I lavori dell’Lhc sono ripresi a giugno, dopo una pausa di due anni in cui è stato eseguito l’atteso upgrade dell’impianto. Grazie a questo intervento, il più grande acceleratore di particelle al mondo opera adesso a 13 TeraelettronVolt (TeV) di potenza, un livello di energia mai raggiunto in un laboratorio, quasi il doppio di quello disponibile quando è stato individuato per la prima volta il bosone di Higghs. Dopo soli tre mesi è ancora presto per nuove scoperte, ma un articolo pubblicato sulla rivista Physics Letters B dai fisici dell’esperimento Csm (Compact Muon Solenoid) descrive già i primi risultati di questa seconda fase dell’Lhc, svelando cosa succede quando due particelle si scontrano a 13 TeV di potenza.
Lo studio ha analizzato i primi giri di prova dell’acceleratore, in cui due fasci di protoni sono stati sparati in direzioni opposte lungo i 27 chilometri di circonferenza dell’Lhc a una velocità prossima a quella della luce. Ognuno dei due fasci conteneva 476 gruppi da cento miliardi di protoni ciascuno, che hanno provocato collisioni tra le particelle al ritmo di una ogni 50 nanosecondi. Analizzando le registrazioni dell’esperimento, i ricercatori del Csm sono riusciti a identificare 150mila eventi di collisione protone-protone, valutando per ognuna il numero e le caratteristiche delle particelle prodotte.
In media, i nuovi risultati parlano di 22 particelle (adroni) prodotte da ogni collisione, circa il 30% in più rispetto a quando la potenza dell’acceleratore era di soli 7 TeV. Si tratta, come spiegano i ricercatori, di dati importanti: non solo confermano la teoria che ha motivato l’upgrade dell’acceleratore, ovvero che un maggiore livello di energia avrebbe aumentato le probabilità di trovare nuove particelle, ma forniscono anche un’immagine precisa delle tipiche collisioni del nuovo Lhc, che delinea lo sfondo su cui cercare gli eventi atipici che potrebbero celare qualche nuova particella ancora sconosciuta.

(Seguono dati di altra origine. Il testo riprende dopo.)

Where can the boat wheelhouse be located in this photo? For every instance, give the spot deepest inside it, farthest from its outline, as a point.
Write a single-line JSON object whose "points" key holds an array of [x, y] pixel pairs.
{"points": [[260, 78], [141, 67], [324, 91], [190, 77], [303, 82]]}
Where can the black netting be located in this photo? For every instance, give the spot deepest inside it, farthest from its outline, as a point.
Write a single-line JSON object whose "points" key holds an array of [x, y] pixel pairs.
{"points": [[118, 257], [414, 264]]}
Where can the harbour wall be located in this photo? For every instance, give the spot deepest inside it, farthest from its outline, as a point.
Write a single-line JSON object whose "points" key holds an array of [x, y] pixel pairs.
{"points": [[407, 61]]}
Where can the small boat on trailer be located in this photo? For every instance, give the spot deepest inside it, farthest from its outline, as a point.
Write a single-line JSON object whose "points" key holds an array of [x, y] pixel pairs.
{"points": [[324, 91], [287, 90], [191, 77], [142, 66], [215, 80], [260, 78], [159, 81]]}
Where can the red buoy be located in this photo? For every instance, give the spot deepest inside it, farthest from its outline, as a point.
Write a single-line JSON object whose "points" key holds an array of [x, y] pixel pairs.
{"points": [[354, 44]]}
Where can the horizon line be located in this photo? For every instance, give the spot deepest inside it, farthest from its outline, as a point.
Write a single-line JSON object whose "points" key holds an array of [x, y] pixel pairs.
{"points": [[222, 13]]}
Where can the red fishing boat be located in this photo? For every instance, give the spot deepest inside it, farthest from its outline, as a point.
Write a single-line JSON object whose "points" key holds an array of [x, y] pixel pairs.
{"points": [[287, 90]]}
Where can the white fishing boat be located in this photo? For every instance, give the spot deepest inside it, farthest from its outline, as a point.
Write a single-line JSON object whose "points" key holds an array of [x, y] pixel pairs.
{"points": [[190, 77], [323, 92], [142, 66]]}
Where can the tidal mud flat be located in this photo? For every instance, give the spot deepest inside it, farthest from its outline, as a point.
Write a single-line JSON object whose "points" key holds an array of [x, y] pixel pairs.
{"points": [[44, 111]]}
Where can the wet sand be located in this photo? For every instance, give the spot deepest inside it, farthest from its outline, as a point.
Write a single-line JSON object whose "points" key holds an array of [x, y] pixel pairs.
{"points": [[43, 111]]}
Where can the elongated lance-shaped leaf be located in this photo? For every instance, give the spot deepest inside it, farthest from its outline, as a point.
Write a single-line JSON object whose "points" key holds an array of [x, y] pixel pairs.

“A questa intensità osserveremo centinaia di milioni di collisioni ogni secondo”, spiega Yen-Jie Lee, ricercatore dell’Mit che ha coordinato il nuovo studio. “Il problema è che molte di queste collisioni sono eventi di background, e bisogna conoscerli molto bene per distinguerli da segnali particolari, che potrebbero indicare un possibile nuovo evento fisico. Ora quindi siamo finalmente pronti per la potenziale scoperta di una nuova particella”.